Health and disease are core concepts in health care and have attracted substantial interest and controversy. In recent and interesting contributions to the debate it has been argued that the challenges with the concept of disease can be resolved by a prototype concept of disease. As a robin is a more prototypical of a bird than a penguin, some diseases are more prototypical than others. If disease is a prototype concept, it would change nosology, but also health care and the study of health and disease. However, the statement that “disease is a prototype concept” forms an empirically testable hypothesis. Therefore, this study aims to test the hypothesis that health professionals have a prototype concept of disease.
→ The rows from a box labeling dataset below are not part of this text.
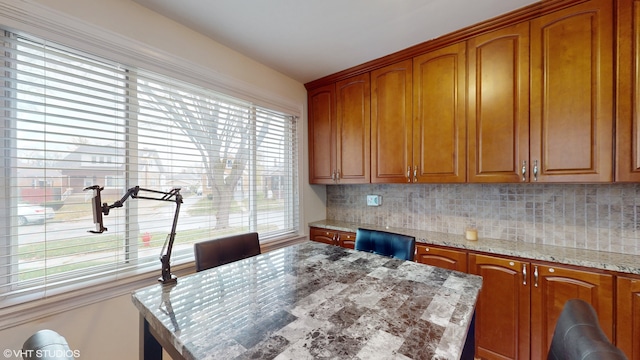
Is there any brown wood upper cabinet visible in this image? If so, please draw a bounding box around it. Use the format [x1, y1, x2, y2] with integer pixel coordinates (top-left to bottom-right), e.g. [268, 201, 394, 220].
[467, 22, 529, 182]
[371, 60, 413, 183]
[371, 43, 466, 183]
[307, 84, 336, 184]
[416, 43, 467, 183]
[308, 74, 371, 184]
[468, 0, 613, 182]
[615, 0, 640, 182]
[529, 0, 614, 182]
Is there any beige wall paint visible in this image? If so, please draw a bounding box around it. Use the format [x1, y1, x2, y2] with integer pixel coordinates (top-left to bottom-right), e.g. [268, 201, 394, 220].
[0, 0, 326, 360]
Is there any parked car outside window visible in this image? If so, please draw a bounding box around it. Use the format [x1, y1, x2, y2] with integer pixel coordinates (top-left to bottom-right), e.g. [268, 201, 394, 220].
[18, 204, 55, 226]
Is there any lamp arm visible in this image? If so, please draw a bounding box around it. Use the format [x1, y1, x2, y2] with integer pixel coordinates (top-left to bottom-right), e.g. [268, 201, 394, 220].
[158, 197, 182, 284]
[84, 185, 182, 284]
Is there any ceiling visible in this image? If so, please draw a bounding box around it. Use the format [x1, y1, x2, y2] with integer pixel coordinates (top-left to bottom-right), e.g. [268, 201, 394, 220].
[133, 0, 538, 83]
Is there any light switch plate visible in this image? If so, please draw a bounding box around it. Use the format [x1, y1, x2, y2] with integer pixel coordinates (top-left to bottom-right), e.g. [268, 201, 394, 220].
[367, 195, 382, 206]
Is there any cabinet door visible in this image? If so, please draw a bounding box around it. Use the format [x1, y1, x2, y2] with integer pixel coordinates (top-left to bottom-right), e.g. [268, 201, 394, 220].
[615, 0, 640, 182]
[308, 84, 336, 184]
[531, 264, 614, 359]
[469, 254, 531, 359]
[412, 43, 467, 183]
[309, 228, 336, 245]
[616, 276, 640, 359]
[467, 22, 529, 182]
[530, 0, 614, 182]
[337, 231, 356, 249]
[336, 73, 371, 184]
[371, 60, 413, 183]
[415, 244, 468, 273]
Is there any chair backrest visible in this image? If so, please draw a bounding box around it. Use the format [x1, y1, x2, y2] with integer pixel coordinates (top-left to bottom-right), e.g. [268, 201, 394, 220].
[355, 229, 416, 261]
[547, 299, 627, 360]
[22, 329, 74, 360]
[193, 232, 260, 271]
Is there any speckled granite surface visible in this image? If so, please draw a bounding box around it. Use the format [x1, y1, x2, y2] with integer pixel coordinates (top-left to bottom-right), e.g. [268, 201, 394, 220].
[132, 241, 482, 359]
[309, 220, 640, 275]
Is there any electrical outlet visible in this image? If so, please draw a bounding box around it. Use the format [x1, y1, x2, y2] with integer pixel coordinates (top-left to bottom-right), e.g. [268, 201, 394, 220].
[367, 195, 382, 206]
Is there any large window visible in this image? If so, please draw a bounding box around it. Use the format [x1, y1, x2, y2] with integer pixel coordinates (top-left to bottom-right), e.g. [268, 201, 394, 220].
[0, 32, 298, 304]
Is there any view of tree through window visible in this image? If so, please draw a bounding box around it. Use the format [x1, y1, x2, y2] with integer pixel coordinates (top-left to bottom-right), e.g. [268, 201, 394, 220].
[0, 32, 298, 304]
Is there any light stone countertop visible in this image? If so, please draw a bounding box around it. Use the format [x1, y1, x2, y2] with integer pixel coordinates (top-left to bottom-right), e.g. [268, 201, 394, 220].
[132, 241, 482, 360]
[309, 220, 640, 275]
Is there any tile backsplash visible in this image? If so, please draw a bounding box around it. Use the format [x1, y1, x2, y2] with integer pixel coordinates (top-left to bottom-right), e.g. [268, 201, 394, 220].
[327, 184, 640, 255]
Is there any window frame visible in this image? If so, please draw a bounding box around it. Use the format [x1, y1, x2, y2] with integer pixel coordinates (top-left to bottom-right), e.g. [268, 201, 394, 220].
[0, 0, 305, 329]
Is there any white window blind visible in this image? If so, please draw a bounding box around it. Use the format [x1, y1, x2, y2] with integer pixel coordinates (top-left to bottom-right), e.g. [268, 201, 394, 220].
[0, 32, 298, 304]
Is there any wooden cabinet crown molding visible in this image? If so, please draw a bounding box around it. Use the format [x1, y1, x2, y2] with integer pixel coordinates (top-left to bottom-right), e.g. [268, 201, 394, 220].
[304, 0, 589, 90]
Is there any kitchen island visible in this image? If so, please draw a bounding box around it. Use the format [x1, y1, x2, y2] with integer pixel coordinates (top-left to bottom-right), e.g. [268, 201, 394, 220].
[132, 242, 482, 359]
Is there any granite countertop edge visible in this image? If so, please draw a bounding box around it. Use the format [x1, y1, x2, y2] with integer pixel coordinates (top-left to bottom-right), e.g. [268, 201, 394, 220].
[309, 220, 640, 275]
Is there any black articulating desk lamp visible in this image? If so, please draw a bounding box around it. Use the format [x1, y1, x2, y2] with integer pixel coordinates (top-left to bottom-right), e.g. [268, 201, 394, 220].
[84, 185, 182, 284]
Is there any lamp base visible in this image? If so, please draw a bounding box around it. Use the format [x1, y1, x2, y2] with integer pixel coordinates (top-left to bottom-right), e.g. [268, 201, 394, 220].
[158, 274, 178, 284]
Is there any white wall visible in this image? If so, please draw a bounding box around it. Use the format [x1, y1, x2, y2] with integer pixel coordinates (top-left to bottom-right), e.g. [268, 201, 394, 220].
[0, 0, 326, 360]
[0, 295, 139, 360]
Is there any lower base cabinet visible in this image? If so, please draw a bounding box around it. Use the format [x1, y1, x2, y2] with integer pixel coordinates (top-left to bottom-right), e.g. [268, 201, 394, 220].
[468, 253, 614, 359]
[616, 276, 640, 360]
[415, 244, 467, 273]
[309, 227, 356, 249]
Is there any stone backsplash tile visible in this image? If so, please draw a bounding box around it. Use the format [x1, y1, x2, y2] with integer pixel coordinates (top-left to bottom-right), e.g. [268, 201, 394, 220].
[327, 184, 640, 255]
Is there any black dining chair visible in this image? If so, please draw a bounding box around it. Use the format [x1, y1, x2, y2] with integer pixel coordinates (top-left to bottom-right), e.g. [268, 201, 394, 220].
[22, 329, 74, 360]
[193, 232, 260, 271]
[355, 229, 416, 261]
[547, 299, 627, 360]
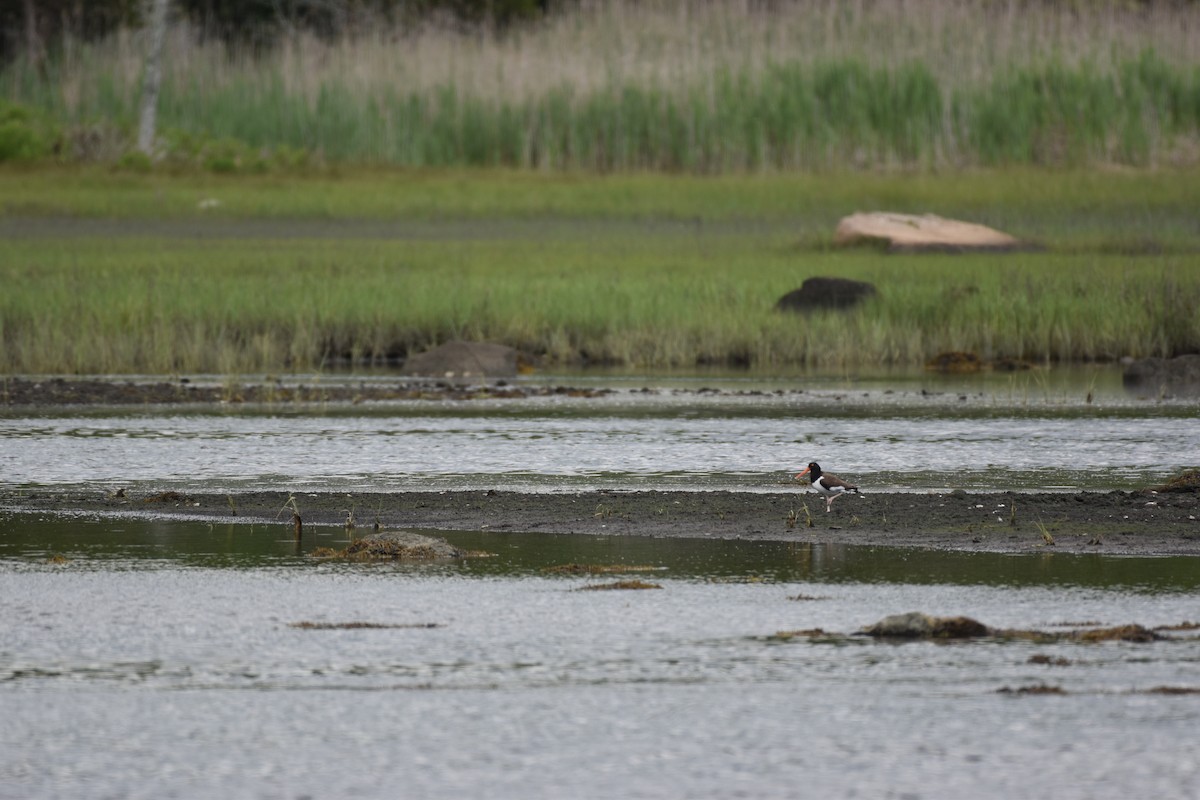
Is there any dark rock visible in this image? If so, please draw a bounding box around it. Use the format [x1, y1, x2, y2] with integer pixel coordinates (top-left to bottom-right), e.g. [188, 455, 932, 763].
[925, 350, 983, 372]
[313, 530, 467, 561]
[404, 342, 517, 378]
[860, 612, 989, 639]
[775, 277, 875, 312]
[1121, 354, 1200, 396]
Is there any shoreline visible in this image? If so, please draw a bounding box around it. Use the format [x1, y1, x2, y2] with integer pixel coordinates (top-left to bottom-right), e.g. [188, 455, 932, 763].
[0, 487, 1200, 557]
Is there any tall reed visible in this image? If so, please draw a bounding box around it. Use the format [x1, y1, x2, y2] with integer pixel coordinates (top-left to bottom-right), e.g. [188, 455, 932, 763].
[0, 0, 1200, 173]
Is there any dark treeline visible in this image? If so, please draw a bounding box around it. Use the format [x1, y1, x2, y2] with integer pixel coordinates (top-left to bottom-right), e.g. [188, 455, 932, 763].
[0, 0, 562, 61]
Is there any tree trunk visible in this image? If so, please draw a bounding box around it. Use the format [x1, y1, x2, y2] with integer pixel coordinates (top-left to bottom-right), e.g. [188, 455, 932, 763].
[138, 0, 170, 156]
[25, 0, 44, 68]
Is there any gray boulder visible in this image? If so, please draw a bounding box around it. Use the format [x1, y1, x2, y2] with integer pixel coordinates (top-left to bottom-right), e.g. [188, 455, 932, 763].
[834, 211, 1025, 253]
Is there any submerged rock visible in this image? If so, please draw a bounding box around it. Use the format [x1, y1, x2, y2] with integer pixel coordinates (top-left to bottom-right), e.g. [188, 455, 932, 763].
[1121, 355, 1200, 397]
[312, 530, 468, 563]
[1154, 469, 1200, 492]
[859, 612, 991, 639]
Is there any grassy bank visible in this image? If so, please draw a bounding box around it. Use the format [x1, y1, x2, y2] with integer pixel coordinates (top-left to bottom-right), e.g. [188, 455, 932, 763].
[0, 173, 1200, 374]
[0, 0, 1200, 174]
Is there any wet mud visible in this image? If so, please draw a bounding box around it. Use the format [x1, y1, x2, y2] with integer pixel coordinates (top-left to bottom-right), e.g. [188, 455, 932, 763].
[0, 487, 1200, 555]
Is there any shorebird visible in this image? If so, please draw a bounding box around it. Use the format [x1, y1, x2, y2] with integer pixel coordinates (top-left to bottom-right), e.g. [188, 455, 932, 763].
[796, 461, 858, 513]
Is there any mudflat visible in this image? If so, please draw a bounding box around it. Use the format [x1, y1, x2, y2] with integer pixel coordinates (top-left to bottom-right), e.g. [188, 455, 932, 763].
[0, 487, 1200, 555]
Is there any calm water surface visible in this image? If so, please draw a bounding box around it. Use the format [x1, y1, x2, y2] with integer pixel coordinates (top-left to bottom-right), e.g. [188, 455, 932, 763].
[0, 373, 1200, 799]
[0, 371, 1200, 492]
[0, 515, 1200, 798]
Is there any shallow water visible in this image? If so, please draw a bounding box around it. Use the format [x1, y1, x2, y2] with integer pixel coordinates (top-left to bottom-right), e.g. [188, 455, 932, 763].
[0, 369, 1200, 492]
[0, 515, 1200, 798]
[0, 371, 1200, 800]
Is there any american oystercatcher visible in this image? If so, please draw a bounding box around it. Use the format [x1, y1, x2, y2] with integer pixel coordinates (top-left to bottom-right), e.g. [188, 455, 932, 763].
[796, 461, 859, 513]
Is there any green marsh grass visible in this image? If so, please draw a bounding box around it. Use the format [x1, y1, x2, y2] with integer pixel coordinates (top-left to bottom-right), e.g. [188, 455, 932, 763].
[0, 220, 1200, 374]
[0, 0, 1200, 174]
[0, 168, 1200, 375]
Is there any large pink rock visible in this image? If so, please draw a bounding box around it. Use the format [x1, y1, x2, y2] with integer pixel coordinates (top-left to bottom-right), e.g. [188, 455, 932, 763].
[833, 211, 1025, 252]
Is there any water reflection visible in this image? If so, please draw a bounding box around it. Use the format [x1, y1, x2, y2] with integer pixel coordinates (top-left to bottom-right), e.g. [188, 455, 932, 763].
[0, 515, 1200, 591]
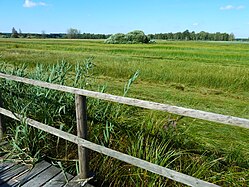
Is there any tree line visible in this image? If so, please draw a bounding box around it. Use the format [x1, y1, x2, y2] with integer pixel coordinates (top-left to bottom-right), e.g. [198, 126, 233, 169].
[0, 27, 246, 41]
[148, 30, 235, 41]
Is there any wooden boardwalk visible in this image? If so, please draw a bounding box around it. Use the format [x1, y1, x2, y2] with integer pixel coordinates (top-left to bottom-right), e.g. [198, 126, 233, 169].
[0, 161, 91, 187]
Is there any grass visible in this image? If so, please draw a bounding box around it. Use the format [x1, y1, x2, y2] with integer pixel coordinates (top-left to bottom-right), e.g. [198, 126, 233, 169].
[0, 39, 249, 186]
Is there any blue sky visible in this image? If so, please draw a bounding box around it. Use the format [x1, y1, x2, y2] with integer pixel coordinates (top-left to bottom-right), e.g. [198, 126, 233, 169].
[0, 0, 249, 38]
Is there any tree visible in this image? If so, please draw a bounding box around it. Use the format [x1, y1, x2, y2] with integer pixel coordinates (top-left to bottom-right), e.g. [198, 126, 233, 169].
[228, 33, 235, 41]
[11, 27, 18, 38]
[105, 30, 150, 44]
[67, 28, 80, 39]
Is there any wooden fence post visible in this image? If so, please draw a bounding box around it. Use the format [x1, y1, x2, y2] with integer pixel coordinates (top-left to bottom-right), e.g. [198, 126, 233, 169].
[0, 92, 4, 141]
[75, 94, 89, 179]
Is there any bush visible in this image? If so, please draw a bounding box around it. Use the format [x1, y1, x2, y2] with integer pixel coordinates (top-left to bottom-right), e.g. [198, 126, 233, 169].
[105, 30, 150, 44]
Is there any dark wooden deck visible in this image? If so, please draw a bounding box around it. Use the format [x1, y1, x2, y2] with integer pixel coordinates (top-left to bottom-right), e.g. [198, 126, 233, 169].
[0, 161, 91, 187]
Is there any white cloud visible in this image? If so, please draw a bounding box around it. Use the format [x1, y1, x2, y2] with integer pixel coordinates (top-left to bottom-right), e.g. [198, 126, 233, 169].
[23, 0, 46, 8]
[220, 5, 245, 10]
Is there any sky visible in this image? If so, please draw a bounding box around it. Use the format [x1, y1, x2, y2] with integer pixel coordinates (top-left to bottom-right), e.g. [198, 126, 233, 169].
[0, 0, 249, 38]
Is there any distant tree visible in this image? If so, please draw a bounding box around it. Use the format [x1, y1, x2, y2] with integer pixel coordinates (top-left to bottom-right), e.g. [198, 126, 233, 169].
[19, 29, 22, 37]
[105, 30, 150, 44]
[228, 33, 235, 41]
[67, 28, 80, 39]
[11, 27, 18, 38]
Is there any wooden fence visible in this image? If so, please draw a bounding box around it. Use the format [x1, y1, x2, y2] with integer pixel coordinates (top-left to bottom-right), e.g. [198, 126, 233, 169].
[0, 73, 249, 187]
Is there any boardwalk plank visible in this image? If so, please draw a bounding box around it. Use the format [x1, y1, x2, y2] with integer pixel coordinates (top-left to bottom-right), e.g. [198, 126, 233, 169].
[43, 172, 73, 187]
[1, 161, 51, 187]
[18, 160, 51, 185]
[0, 162, 14, 174]
[22, 166, 61, 187]
[0, 165, 27, 184]
[65, 175, 93, 187]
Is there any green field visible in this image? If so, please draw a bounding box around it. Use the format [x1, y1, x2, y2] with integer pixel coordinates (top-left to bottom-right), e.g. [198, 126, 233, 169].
[0, 39, 249, 186]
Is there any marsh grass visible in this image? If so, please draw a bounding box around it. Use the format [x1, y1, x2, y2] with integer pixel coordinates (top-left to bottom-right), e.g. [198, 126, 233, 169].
[0, 40, 249, 186]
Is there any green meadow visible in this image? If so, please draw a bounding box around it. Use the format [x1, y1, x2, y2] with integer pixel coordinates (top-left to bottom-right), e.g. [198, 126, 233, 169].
[0, 39, 249, 186]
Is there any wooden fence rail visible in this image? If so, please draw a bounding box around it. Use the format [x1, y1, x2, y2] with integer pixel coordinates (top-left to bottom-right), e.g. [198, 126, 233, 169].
[0, 73, 249, 128]
[0, 73, 249, 187]
[0, 108, 217, 187]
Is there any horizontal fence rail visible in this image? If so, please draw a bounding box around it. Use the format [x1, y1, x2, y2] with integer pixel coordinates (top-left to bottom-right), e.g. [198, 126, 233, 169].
[0, 107, 217, 187]
[0, 73, 249, 187]
[0, 73, 249, 128]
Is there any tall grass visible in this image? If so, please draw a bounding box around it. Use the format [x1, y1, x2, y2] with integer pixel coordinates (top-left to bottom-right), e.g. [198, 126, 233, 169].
[0, 40, 249, 186]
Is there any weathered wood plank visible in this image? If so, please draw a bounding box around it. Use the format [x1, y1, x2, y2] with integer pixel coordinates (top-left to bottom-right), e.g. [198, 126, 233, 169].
[65, 175, 93, 187]
[0, 94, 4, 141]
[43, 172, 73, 187]
[22, 166, 61, 187]
[0, 108, 217, 187]
[0, 73, 249, 128]
[13, 160, 51, 186]
[75, 94, 89, 179]
[0, 165, 27, 184]
[0, 162, 14, 174]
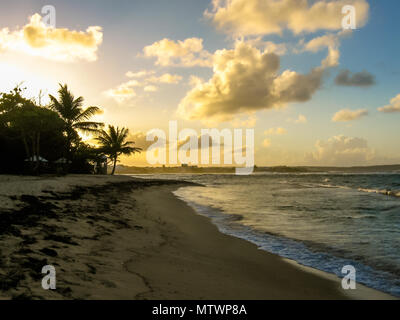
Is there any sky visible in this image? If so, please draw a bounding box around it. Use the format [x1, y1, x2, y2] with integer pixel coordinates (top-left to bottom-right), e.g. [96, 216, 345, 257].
[0, 0, 400, 166]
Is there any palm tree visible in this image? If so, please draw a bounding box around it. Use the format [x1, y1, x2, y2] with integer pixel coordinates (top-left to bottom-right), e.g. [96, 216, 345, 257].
[96, 125, 142, 175]
[49, 84, 104, 157]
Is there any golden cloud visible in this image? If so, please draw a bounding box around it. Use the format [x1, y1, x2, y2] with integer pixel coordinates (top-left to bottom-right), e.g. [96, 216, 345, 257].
[378, 94, 400, 113]
[205, 0, 369, 36]
[332, 109, 368, 122]
[306, 135, 376, 166]
[178, 41, 325, 121]
[143, 38, 211, 67]
[0, 13, 103, 62]
[264, 127, 287, 136]
[104, 70, 182, 103]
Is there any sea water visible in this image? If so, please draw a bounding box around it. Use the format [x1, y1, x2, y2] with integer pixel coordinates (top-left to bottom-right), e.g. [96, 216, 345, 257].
[130, 173, 400, 296]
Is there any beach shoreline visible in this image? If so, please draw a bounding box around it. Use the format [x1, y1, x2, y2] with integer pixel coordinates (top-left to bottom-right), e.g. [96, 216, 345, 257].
[0, 175, 393, 300]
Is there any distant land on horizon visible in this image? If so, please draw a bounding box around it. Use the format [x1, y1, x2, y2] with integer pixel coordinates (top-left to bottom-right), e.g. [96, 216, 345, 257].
[116, 164, 400, 174]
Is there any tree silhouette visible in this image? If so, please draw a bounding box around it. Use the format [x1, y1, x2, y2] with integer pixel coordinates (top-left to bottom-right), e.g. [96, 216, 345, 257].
[49, 84, 104, 158]
[96, 125, 142, 175]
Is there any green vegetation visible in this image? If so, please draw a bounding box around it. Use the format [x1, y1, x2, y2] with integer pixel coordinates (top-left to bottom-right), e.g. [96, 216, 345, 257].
[0, 84, 141, 175]
[96, 126, 142, 174]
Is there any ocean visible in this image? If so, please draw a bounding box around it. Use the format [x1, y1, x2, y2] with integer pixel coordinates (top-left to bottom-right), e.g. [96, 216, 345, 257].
[131, 173, 400, 296]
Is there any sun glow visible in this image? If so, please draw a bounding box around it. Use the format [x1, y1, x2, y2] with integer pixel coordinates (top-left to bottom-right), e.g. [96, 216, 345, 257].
[0, 62, 58, 104]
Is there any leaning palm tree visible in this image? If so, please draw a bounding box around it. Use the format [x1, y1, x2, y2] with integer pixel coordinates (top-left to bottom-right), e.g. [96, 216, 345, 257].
[49, 84, 104, 156]
[96, 126, 142, 175]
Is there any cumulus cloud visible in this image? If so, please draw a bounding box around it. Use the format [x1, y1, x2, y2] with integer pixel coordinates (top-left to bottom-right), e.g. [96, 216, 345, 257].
[178, 41, 324, 121]
[263, 138, 271, 148]
[205, 0, 369, 36]
[335, 69, 375, 87]
[143, 38, 212, 67]
[104, 71, 182, 103]
[125, 70, 155, 78]
[378, 94, 400, 113]
[332, 109, 368, 122]
[104, 81, 136, 103]
[264, 127, 287, 136]
[145, 73, 182, 84]
[143, 85, 158, 92]
[306, 135, 375, 166]
[303, 33, 341, 68]
[288, 114, 307, 124]
[0, 13, 103, 62]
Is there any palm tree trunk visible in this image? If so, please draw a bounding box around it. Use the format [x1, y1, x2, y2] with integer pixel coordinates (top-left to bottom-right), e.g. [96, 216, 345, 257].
[111, 156, 117, 175]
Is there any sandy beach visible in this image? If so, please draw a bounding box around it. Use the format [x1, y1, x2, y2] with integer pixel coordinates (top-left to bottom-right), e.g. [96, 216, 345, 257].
[0, 175, 392, 299]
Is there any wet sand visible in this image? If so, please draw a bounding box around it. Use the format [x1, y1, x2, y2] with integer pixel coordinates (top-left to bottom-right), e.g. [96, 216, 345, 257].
[0, 175, 391, 300]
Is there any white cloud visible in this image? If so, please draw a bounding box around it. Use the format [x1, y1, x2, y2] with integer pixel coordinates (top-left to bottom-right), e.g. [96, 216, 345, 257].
[104, 82, 136, 103]
[306, 135, 376, 166]
[378, 94, 400, 113]
[288, 114, 307, 124]
[104, 70, 182, 103]
[125, 70, 155, 78]
[145, 73, 182, 84]
[263, 138, 271, 148]
[143, 85, 158, 92]
[205, 0, 369, 36]
[0, 13, 103, 62]
[143, 38, 212, 67]
[332, 109, 368, 122]
[178, 41, 324, 121]
[264, 127, 287, 136]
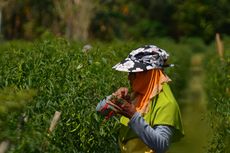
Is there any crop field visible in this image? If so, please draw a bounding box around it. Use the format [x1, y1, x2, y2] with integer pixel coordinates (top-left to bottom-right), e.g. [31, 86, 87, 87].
[0, 38, 230, 153]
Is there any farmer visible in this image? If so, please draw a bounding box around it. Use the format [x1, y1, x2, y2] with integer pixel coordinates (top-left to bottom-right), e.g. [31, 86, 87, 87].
[98, 45, 184, 153]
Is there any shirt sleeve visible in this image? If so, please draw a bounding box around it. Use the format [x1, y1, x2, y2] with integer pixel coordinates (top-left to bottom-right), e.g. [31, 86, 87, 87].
[128, 112, 174, 153]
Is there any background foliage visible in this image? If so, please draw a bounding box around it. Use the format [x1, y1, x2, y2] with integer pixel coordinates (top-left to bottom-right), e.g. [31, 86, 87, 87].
[0, 0, 230, 42]
[0, 38, 194, 152]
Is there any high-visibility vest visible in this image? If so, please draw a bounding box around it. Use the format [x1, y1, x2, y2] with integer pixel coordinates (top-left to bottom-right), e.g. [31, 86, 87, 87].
[119, 83, 184, 153]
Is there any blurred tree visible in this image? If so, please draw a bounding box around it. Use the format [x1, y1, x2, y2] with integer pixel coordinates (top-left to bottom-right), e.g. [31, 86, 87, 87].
[53, 0, 96, 41]
[172, 0, 230, 42]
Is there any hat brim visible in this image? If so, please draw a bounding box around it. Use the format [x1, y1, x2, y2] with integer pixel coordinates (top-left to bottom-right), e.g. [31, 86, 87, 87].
[112, 58, 162, 72]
Two hundred twenty-three health care professionals in Norway were invited to participate in a survey where they were asked to rank a wide range of diseases according to how typical they considered them to be as diseases. Results were analysed with descriptive statistics.
The response rate was 90%. Lung cancer, leukemia, colon cancer, myocardial infarction, and AIDS are the diseases ranged to be most typical, while homosexuality, pregnancy, drapetomania, dissidence, and nostalgia are considered to be the least typical diseases. The results also show that the answers to how typical various diseases are vary greatly, even amongst a relatively homogenous group of health professionals.
This study falsifies the hypothesis that disease is a prototype concept for health professionals. This has implications for the debate on core concepts for health care. If health professionals do not have a prototype concept of disease, it is unlikely that there is a prototype concept of disease in general. Consequently, nosologies should not be based on prototypes.